All scripts that output any kind of columnar data now do so in CSV format,
with headers. Previously this had to be enabled with --csv
.
(Affects abundance-dist-single.py, abundance-dist.py,
count-median.py, and count-overlap.py.)
normalize-by-median.py --report
also now outputs in CSV format.
sample-reads-randomly.py now retains pairs in the output, by
default. This can be overridden to match previous behavior
with --force_single
.
unique-kmers.py estimates the k-mer cardinality of a dataset using the HyperLogLog probabilistic data structure. This allows very low memory consumption, which can be configured through an expected error rate. Even with low error rate (and higher memory consumption), it is still much more efficient than exact counting and alternative methods. It supports multicore processing (using OpenMP) and streaming, and so can be used in conjunction with other scripts (like normalize-by-median.py and filter-abund.py). This is the work of Luiz Irber and it is the subject of a paper in draft.

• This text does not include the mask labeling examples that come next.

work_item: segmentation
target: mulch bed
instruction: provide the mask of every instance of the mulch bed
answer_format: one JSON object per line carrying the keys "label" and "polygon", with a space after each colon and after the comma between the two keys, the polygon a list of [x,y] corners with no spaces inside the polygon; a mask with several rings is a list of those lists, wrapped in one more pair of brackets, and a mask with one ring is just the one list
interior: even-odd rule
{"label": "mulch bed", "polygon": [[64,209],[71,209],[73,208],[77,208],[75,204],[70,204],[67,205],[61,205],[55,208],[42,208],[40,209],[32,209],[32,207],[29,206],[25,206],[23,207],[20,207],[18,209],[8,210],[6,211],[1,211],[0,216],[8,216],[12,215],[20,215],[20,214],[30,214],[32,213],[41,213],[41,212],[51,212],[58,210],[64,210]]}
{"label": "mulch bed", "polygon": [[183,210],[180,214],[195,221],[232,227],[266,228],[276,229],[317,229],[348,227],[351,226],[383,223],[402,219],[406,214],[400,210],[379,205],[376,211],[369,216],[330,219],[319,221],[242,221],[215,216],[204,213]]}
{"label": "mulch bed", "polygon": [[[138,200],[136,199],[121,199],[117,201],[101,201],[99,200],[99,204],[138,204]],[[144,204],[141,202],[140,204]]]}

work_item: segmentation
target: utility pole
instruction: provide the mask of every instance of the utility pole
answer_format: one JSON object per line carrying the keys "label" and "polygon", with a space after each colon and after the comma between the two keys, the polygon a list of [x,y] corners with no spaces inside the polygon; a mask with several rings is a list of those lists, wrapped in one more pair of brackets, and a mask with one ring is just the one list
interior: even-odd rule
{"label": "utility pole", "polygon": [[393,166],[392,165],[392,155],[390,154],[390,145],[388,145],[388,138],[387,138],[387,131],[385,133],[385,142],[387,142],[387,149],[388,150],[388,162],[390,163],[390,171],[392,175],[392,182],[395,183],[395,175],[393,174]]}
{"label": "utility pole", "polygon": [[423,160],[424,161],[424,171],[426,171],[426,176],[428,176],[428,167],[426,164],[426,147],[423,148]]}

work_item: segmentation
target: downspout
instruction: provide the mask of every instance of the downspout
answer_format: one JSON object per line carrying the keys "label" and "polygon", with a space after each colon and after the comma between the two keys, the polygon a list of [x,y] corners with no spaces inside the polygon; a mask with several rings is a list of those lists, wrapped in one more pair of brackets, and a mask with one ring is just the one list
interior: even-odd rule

For clarity the Count-Min Sketch based data structure previously known as
"counting_hash" or "counting_table" and variations of these is now known as
countgraph
. Likewise with the Bloom Filter based data structure previously
known at "hashbits", "presence_table" and variations of these is now known as
nodegraph
. Many options relating to table
have been changed to
graph
.
All binary khmer formats (presence tables, counting tables, tag sets,
stop tags, and partition subsets) have changed. Files are now
pre-pended with the string OXLI
to indicate that they are from
this project.
Files of the above types made in previous versions of khmer are not compatible with v2.0; the reverse is also true.
In addition to the OXLI
string, the Nodegraph and Countgraph file format
now includes the number of occupied bins. See khmer/Oxli Binary File Formats
for details.
Previously, load-graph.py` appended a .pt
extension to the
specified output filename and partition-graph.py appended a .pt
to the given input filename. Now, load-graph.py writes to the
specified output filename and partition-graph.py does not append a
.pt
to the given input filename.
The total number of unique k-mers will always be reported every time a new
countgraph is made. The --report-total-kmers
option has been removed from
abundance-dist-single.py, filter-abund-single.py, and
normalize-by-median.py to reflect this. Likewise with
write-fp-rate
for load-into-counting.py and
load-graph.py; the false positive rate will always be
written to the .info
files.
To simplify the codebase --save-on-failure
and its helper option
--dump-frequency
have been removed from normalize-by-median.py.
--out
is now --output
for both normalize-by-median.py
and trim-low-abund.py
.
The common option --min-tablesize
was renamed to
--max-tablesize
to reflect
this more desirable behavior.
In conjuction with the new split-paired-reads.py --output-orphaned
option, the option --force-paired
/-p
has been eliminated.
As CSV format is now the default, the --csv
option has been removed.
count-overlap.py has been removed.